Adin Randall (October 12, 1829 – April 26, 1868) was a philanthropist, businessman, and politician in the Chippewa Valley of Wisconsin, who served as a first Treasurer of Eau Claire County, Wisconsin. He ran a ferry across the Chippewa, a planing mill, a sash and door factory, and contracted with Levi Wesley Pond who invented and patented the sheer boom to efficiently shunt logs into Half Moon Lake. He is regarded as one of the founders of the city. He donated the land for Randall Park, Lakeview Cemetery and the Eau Claire Area School District.

==Early life==
Adin Randall was born in Brookfield, New York. In 1852 he married Clamenzia Babcock, and in 1854 moved west and settled in Madison, Wisconsin.
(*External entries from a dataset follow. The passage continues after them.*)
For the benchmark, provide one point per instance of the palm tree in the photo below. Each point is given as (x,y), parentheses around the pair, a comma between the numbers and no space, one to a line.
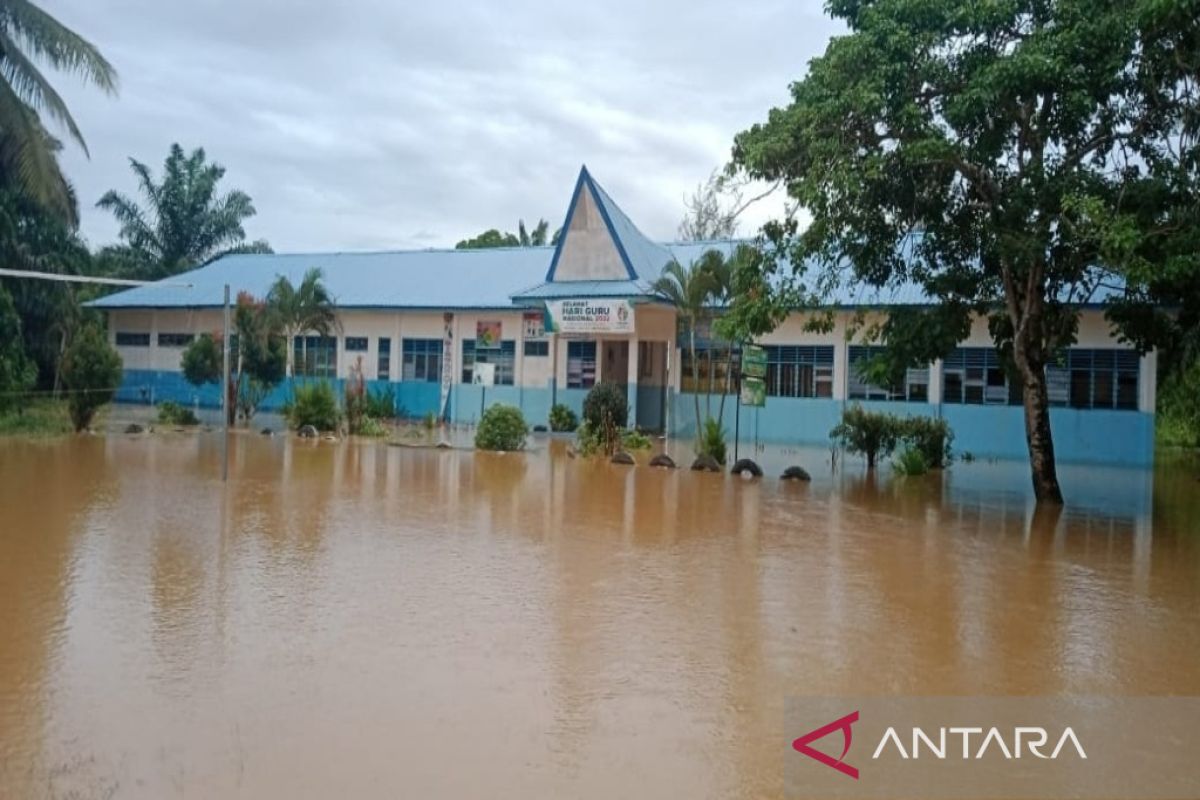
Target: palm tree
(185,222)
(307,308)
(28,151)
(720,270)
(689,289)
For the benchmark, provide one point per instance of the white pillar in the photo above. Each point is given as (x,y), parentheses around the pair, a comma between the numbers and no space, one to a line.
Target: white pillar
(631,386)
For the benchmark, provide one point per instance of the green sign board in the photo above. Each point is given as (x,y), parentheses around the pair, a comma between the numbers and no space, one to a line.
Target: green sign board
(754,361)
(754,392)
There he became a building contractor and made a little money, with which he bought an interest in a sawmill in Eau Claire, Wisconsin in the fall of 1855.
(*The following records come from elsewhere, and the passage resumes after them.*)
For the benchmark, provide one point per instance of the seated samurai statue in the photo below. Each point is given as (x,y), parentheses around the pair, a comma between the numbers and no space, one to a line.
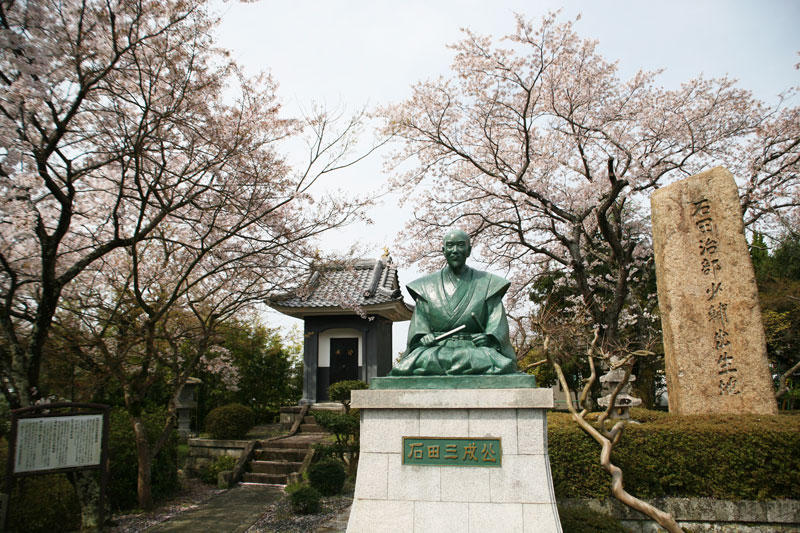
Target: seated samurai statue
(459,326)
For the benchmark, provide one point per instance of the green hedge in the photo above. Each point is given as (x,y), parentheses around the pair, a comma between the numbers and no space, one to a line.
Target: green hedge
(231,421)
(726,457)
==Logger and entrepreneur==
Early in his career in Eau Claire, Randall was associated with Gage & Reed, but soon sold out his interest in the business and purchased the land which is now the west side of the city of Eau Claire. This area was known as Randall Town for some time afterwards. He built a small planing mill and secured the right to operate a ferry on the Chippewa River between the east and west sides.

Randall donated the land for Randall Park to the corporation and also the land for Lakeview cemetery in Eau Claire. To the First Congregational church he gave the land which that society still owns and occupies, and to the Methodist church he donated half of the land which constitutes the present grounds of the Eau Claire Area School District Central Office Building.
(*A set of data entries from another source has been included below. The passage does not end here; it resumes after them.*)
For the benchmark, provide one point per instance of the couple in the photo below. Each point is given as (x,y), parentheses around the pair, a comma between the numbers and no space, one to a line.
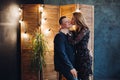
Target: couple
(71,55)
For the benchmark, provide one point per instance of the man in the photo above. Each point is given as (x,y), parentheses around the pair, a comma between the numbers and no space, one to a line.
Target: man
(64,52)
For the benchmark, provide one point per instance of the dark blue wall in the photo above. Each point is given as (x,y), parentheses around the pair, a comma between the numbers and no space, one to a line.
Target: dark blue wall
(107,36)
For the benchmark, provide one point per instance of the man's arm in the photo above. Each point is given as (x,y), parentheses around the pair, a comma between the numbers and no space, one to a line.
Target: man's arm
(59,43)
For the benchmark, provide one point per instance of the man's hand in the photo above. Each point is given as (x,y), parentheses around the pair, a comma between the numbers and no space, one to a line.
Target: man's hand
(74,72)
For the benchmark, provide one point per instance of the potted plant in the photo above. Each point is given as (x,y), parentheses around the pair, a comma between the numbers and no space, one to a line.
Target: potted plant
(38,52)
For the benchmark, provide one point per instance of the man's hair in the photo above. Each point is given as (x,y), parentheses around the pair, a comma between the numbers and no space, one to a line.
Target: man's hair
(61,18)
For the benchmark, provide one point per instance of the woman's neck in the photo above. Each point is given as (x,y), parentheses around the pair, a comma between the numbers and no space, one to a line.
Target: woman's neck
(64,30)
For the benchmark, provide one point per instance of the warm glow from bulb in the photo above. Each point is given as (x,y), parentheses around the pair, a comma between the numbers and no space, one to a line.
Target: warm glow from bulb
(20,21)
(41,9)
(20,11)
(43,20)
(25,35)
(77,10)
(47,32)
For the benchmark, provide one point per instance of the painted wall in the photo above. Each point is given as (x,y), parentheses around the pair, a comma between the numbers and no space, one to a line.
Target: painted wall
(106,36)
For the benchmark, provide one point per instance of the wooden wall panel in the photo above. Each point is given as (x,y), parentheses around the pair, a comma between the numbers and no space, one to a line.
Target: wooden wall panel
(30,19)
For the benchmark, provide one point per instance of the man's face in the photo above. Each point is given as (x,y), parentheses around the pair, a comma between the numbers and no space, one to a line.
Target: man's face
(73,21)
(66,23)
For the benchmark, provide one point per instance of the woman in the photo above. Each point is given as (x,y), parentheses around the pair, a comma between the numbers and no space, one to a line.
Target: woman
(80,39)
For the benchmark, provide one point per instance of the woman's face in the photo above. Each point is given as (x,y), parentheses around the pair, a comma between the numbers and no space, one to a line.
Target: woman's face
(73,21)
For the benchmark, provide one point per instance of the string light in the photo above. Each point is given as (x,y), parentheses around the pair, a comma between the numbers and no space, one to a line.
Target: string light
(77,8)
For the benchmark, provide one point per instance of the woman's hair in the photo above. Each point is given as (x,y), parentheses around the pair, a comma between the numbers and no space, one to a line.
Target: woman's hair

In 1856, upon the recognition of Eau Claire as a county by the state legislature, Randall was elected the first county treasurer. In the same year, Randall built the Eau Claire House hotel. Randall was one of the thousands whose finances were affected by the financial convulsions of the United States from 1857 to 1860. In order to carry out his plans he had mortgaged the west side and being unable to meet the claims of the mortgagees they took the property. Randall had the parcel platted as "Eau Claire City." In that way, he helped give the current city its name.

In 1860 he sold out his planing mill and went to Chippewa Falls. He remained there only a short time, however, and then built a saw mill at Jim Falls, Wisconsin, which he ran for two years. Having sold that mill he purchased a grist mill at Reed's Landing, Minnesota and made it over into a saw mill. He operated this until his death on April 26, 1868, when he was thirty-nine years old.

==Legacy==
Noted for his philanthropies, he donated Randall Park to the city of Eau Claire, and a statue is erected to commemorate him and his service to Eau Claire. Mears began working on the statue in 1911, when commissioned by O. H. Ingram of the City of Eau Claire. The final statue was cast in bronze and installed in Randall Park in Eau Claire in 1915. The Eau Claire Landmarks Commission created a commemorative marker of the life of Randall which is located in Owen Park along the Chippewa River Trail. Randall's home (built in 1862) is in the National Register of Historic Places.